À medida que a história avança, elementos narrativos são agrupados e se sabe, por exemplo, que os meninos continuaram admirando e lutando pelas meninas até o último minuto de vida de cada uma delas. Essa estrutura fragmentada – as memórias que são espaças – e de certa originalidade para contar a história das Lisbon faz de “Virgens Suicidas” um romance diferente e inteligente, com um raro amadurecimento narrativo, que é enfatizado pela jovialidade do autor. Quando tudo se junta nesse imenso mosaico, percebe-se que a trama não é apenas sobre cinco irmãs que decidiram se matar, simplesmente. Trata-se de uma história bem mais delicada e profunda, sobre paixões juvenis – a devoção desses garotos e a tristeza irremediável dessas meninas –, e a incomunicabilidade que se estabelece nessa frágil e intensa idade em relação ao mundo dos adultos. Tudo captado de forma sensível e delicada para o cinema por Sofia Coppola, em 1999, no seu filme de estreia como diretora, valorizado por uma trilha sonora arrebatadora.

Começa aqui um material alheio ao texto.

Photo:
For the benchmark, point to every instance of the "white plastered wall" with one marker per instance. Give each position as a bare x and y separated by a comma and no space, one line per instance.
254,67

Jeffrey Eugenides é hoje um dos mais cultuados escritores norte-americanos, graças a esse romance que retrata a desilusão de uma geração em seu país, em uma envolvente história original, narrada por uma espécie de coro semelhante ao das tragédias gregas, como identificou a crítica. A sutileza talvez não cause grandes impactos em quem lê um acontecimento tão trágico na vida de uma família. Não há discurso contundente sobre a época que se quer tratar. Esse é o grande mérito porque certa angústia se acentua à medida que os temores e os medos dos personagens ganham mais dúvidas e conflitos do que soluções. Exatamente como no mundo real.